Гадание на картах было портнихиным прикрытием, никто ее не разглядел. Тереза чувствовала себя обиженной: она же заказала портнихе привезти из Венгрии золотой четырехлистный клеверок для цепочки, она ни сном ни духом не догадывалась, что портниха решила остаться за границей.

— С детьми в ее квартире живет сейчас бабушка, — сказала Тереза.

Когда Тереза вошла в комнату, бабушка сидела возле швейной машинки. Как будто это ее обычное место. Дети называли ее мамой, и Терезе почудилось, будто это и впрямь портниха, а никакая не бабушка.

— Она совсем как портниха, только на двадцать лет старше, — сказала Тереза. — Даже не по себе делается, когда замечаешь такое удивительное сходство. Бабушка разговаривает с детьми по-венгерски. А ты знала, что портниха венгерка? Почему она это скрывала?

— Потому что мы не говорим по-венгерски, — сказала я.

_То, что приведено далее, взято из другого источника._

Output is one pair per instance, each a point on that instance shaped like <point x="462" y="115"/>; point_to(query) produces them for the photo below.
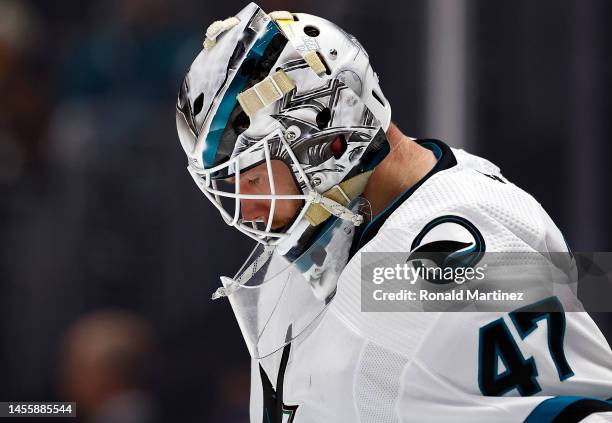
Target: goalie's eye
<point x="338" y="146"/>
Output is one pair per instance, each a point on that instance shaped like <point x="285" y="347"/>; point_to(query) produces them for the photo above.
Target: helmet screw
<point x="291" y="133"/>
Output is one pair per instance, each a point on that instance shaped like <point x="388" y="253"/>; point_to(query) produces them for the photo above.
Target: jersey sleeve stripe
<point x="566" y="409"/>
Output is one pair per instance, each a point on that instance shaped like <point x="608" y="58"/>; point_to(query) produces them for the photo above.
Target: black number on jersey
<point x="497" y="344"/>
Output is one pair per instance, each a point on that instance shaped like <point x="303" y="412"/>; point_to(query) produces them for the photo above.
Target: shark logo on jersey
<point x="447" y="241"/>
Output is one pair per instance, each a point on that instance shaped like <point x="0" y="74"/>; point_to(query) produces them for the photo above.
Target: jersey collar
<point x="445" y="160"/>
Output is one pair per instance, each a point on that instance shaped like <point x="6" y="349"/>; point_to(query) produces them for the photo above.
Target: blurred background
<point x="104" y="236"/>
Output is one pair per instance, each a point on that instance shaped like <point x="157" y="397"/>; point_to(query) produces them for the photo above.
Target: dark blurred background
<point x="103" y="231"/>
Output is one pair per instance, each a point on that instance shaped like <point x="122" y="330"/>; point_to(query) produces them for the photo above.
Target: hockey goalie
<point x="289" y="135"/>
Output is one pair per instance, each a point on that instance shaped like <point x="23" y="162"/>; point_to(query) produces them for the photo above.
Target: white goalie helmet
<point x="294" y="88"/>
<point x="282" y="86"/>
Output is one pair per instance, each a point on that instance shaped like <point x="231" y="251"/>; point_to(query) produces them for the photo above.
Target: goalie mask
<point x="297" y="89"/>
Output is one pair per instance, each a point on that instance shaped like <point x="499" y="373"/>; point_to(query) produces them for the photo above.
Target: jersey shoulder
<point x="473" y="199"/>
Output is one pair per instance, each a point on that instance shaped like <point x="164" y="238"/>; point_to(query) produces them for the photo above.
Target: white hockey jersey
<point x="355" y="366"/>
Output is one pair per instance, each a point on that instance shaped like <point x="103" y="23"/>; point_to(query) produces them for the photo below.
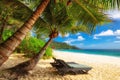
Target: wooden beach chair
<point x="69" y="67"/>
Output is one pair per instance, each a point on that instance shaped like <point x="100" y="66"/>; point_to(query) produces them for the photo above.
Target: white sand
<point x="103" y="67"/>
<point x="78" y="57"/>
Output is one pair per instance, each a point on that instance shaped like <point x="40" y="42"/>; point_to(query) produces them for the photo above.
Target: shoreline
<point x="103" y="68"/>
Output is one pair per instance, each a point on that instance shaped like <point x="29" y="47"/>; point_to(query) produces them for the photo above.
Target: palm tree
<point x="11" y="43"/>
<point x="57" y="21"/>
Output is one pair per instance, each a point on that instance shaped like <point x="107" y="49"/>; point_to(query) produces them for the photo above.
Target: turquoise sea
<point x="106" y="52"/>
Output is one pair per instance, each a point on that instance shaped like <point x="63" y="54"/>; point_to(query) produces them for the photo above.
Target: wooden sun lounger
<point x="69" y="67"/>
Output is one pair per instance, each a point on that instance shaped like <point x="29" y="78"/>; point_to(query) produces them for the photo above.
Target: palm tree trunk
<point x="30" y="64"/>
<point x="11" y="43"/>
<point x="1" y="31"/>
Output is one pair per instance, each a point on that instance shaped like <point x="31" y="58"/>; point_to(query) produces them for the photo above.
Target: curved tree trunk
<point x="11" y="43"/>
<point x="30" y="64"/>
<point x="1" y="31"/>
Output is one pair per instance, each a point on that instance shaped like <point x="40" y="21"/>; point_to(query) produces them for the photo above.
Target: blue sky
<point x="106" y="36"/>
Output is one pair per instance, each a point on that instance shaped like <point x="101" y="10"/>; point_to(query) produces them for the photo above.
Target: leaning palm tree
<point x="59" y="21"/>
<point x="11" y="43"/>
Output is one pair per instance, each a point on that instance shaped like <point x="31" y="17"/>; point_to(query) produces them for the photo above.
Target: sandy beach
<point x="103" y="67"/>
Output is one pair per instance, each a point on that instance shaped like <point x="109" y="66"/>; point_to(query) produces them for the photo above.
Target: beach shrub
<point x="31" y="46"/>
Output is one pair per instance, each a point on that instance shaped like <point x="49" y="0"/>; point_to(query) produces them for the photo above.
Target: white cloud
<point x="70" y="40"/>
<point x="66" y="35"/>
<point x="113" y="14"/>
<point x="109" y="33"/>
<point x="118" y="37"/>
<point x="78" y="34"/>
<point x="95" y="37"/>
<point x="116" y="41"/>
<point x="80" y="38"/>
<point x="117" y="32"/>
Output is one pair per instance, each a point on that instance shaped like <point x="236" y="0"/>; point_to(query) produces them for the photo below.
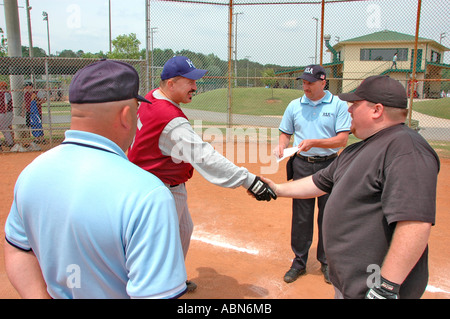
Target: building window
<point x="383" y="54"/>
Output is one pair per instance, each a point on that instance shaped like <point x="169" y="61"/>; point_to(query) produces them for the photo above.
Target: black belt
<point x="315" y="159"/>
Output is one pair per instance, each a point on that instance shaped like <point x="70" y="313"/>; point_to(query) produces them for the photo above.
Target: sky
<point x="278" y="34"/>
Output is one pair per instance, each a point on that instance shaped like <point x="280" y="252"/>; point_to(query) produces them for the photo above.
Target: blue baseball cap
<point x="105" y="81"/>
<point x="313" y="73"/>
<point x="181" y="66"/>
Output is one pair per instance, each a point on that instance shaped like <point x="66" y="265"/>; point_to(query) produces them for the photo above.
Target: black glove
<point x="261" y="190"/>
<point x="386" y="290"/>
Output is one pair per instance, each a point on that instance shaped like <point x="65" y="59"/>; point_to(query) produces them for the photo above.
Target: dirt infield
<point x="241" y="247"/>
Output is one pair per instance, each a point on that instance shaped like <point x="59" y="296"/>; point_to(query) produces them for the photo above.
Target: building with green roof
<point x="358" y="58"/>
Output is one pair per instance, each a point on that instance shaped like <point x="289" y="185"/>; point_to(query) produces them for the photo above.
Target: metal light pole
<point x="247" y="57"/>
<point x="45" y="15"/>
<point x="110" y="38"/>
<point x="235" y="49"/>
<point x="30" y="38"/>
<point x="152" y="32"/>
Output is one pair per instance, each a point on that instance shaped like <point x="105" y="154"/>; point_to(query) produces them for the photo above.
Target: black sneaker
<point x="293" y="274"/>
<point x="324" y="270"/>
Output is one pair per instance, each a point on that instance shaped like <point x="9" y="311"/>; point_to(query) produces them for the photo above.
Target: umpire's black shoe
<point x="293" y="274"/>
<point x="324" y="269"/>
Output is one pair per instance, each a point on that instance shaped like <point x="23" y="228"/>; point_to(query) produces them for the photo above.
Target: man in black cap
<point x="320" y="124"/>
<point x="382" y="200"/>
<point x="85" y="222"/>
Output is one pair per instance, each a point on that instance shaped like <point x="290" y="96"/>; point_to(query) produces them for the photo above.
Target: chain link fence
<point x="254" y="50"/>
<point x="34" y="100"/>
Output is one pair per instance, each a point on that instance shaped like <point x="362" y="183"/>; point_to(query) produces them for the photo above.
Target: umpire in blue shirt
<point x="320" y="124"/>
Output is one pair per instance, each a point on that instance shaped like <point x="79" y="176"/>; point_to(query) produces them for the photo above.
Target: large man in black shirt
<point x="382" y="200"/>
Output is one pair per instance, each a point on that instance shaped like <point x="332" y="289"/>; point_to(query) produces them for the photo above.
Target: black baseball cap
<point x="313" y="73"/>
<point x="105" y="81"/>
<point x="181" y="66"/>
<point x="379" y="89"/>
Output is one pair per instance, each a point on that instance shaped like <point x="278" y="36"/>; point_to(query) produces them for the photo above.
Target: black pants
<point x="303" y="216"/>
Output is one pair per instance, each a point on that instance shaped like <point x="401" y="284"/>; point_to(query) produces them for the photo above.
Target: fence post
<point x="48" y="101"/>
<point x="413" y="79"/>
<point x="230" y="57"/>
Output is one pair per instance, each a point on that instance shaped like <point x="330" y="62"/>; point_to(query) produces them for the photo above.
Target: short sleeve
<point x="409" y="192"/>
<point x="343" y="120"/>
<point x="287" y="121"/>
<point x="155" y="259"/>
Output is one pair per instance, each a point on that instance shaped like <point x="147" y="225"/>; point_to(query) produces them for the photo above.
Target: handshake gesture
<point x="261" y="190"/>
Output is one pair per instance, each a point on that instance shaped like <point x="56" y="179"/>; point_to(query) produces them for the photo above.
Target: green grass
<point x="252" y="101"/>
<point x="437" y="108"/>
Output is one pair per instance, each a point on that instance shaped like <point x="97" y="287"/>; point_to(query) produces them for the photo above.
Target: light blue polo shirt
<point x="306" y="119"/>
<point x="100" y="226"/>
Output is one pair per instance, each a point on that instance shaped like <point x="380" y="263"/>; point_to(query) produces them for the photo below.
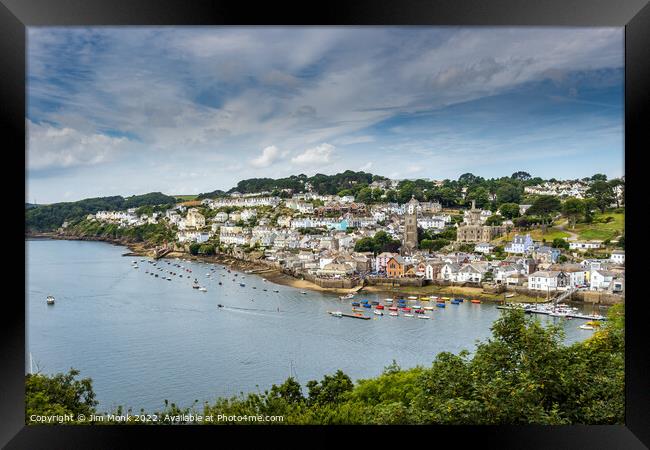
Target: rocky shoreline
<point x="277" y="276"/>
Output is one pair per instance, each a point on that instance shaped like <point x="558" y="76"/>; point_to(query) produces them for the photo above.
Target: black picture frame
<point x="634" y="15"/>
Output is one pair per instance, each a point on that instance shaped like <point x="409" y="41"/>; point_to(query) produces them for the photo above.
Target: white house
<point x="548" y="281"/>
<point x="618" y="257"/>
<point x="520" y="244"/>
<point x="192" y="236"/>
<point x="449" y="272"/>
<point x="576" y="245"/>
<point x="483" y="247"/>
<point x="600" y="280"/>
<point x="382" y="259"/>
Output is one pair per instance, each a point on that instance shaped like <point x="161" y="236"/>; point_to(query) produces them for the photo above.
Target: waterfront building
<point x="410" y="240"/>
<point x="472" y="229"/>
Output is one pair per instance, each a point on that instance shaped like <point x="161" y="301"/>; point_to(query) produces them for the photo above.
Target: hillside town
<point x="330" y="238"/>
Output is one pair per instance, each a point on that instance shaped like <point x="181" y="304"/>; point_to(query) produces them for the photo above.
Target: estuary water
<point x="143" y="339"/>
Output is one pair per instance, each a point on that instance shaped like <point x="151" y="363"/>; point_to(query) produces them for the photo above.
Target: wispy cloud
<point x="329" y="96"/>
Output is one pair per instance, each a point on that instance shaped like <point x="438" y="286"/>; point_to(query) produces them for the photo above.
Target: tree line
<point x="522" y="374"/>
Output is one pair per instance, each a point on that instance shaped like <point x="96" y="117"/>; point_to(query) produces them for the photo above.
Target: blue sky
<point x="129" y="110"/>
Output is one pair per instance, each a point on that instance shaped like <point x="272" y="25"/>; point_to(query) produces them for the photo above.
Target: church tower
<point x="410" y="241"/>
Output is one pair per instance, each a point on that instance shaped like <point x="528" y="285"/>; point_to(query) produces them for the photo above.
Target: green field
<point x="601" y="231"/>
<point x="186" y="198"/>
<point x="536" y="234"/>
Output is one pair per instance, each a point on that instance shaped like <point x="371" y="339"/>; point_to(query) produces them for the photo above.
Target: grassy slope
<point x="601" y="231"/>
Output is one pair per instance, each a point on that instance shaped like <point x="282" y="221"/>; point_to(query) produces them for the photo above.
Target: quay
<point x="354" y="316"/>
<point x="548" y="312"/>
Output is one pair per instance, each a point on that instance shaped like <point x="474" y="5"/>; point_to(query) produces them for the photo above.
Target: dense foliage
<point x="150" y="233"/>
<point x="50" y="217"/>
<point x="523" y="374"/>
<point x="380" y="242"/>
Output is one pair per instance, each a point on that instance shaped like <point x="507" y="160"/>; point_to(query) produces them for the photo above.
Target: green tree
<point x="602" y="193"/>
<point x="58" y="395"/>
<point x="573" y="209"/>
<point x="509" y="210"/>
<point x="508" y="193"/>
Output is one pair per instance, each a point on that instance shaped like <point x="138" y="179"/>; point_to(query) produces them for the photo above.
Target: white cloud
<point x="318" y="155"/>
<point x="50" y="147"/>
<point x="269" y="155"/>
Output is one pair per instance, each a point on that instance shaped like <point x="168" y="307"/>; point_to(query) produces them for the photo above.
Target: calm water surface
<point x="144" y="339"/>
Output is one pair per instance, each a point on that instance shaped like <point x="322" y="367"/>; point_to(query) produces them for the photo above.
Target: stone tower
<point x="410" y="242"/>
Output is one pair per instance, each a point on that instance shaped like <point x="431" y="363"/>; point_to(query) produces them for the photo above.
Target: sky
<point x="184" y="110"/>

— Но мы и по-немецки не разговариваем, — возразила Тереза, — а все же знаем, что ты вот — немка. Дети еще не почувствовали, что мамы у них больше нет. Долго ли еще будут они говорить: «Наша мама в Вене, копит на автомобиль?» — говорить и не плакать.

«Орех» под мышкой у Терезы сделался величиной со сливу и, созревая, в середке синел. Береза с дверной ручкой на стволе смотрела в комнату. Тереза шила себе платье, меня попросила помочь обметать петли и потайным швом подшить подол.

— У меня, когда петли обметываю, получается грубо и неряшливо, — объяснила Тереза, — а подол весь сикось-накось.

Терезин приятель, врач, которого я только однажды видела с ней в городе, работал в партийной больнице. У него были дневные и ночные дежурства. Он лечил позвоночник Терезиного отца, расширение вен Терезиной матери и склероз Терезиной бабушки. Обследовать Терезу он отказался.

«Я днем и ночью только и вижу больных да больных, — объяснил он Терезе, — просто с души воротит. С тобой я не хочу быть доктором». И еще сказал, что ей надо пойти к тому врачу, который раньше ее лечил. Когда Тереза пересказывала, что ей говорил прежний врач, ее приятель бормотал: «Ну, ему видней», — и качал головой. А прежний врач, если верить Терезе, которая вообще вряд ли к нему ходила, сказал, пусть узел разрастется, тогда можно будет его вырезать, но не раньше.

— То, что мужчина, которого я люблю, не хочет меня обследовать, как-то отчуждает, — сказала Тереза. — А с другой стороны, было бы неприятно, если б он взялся меня лечить. Ведь тогда я стала бы для него как все, чья плоть проходит через его руки, во мне не осталось бы никакой тайны.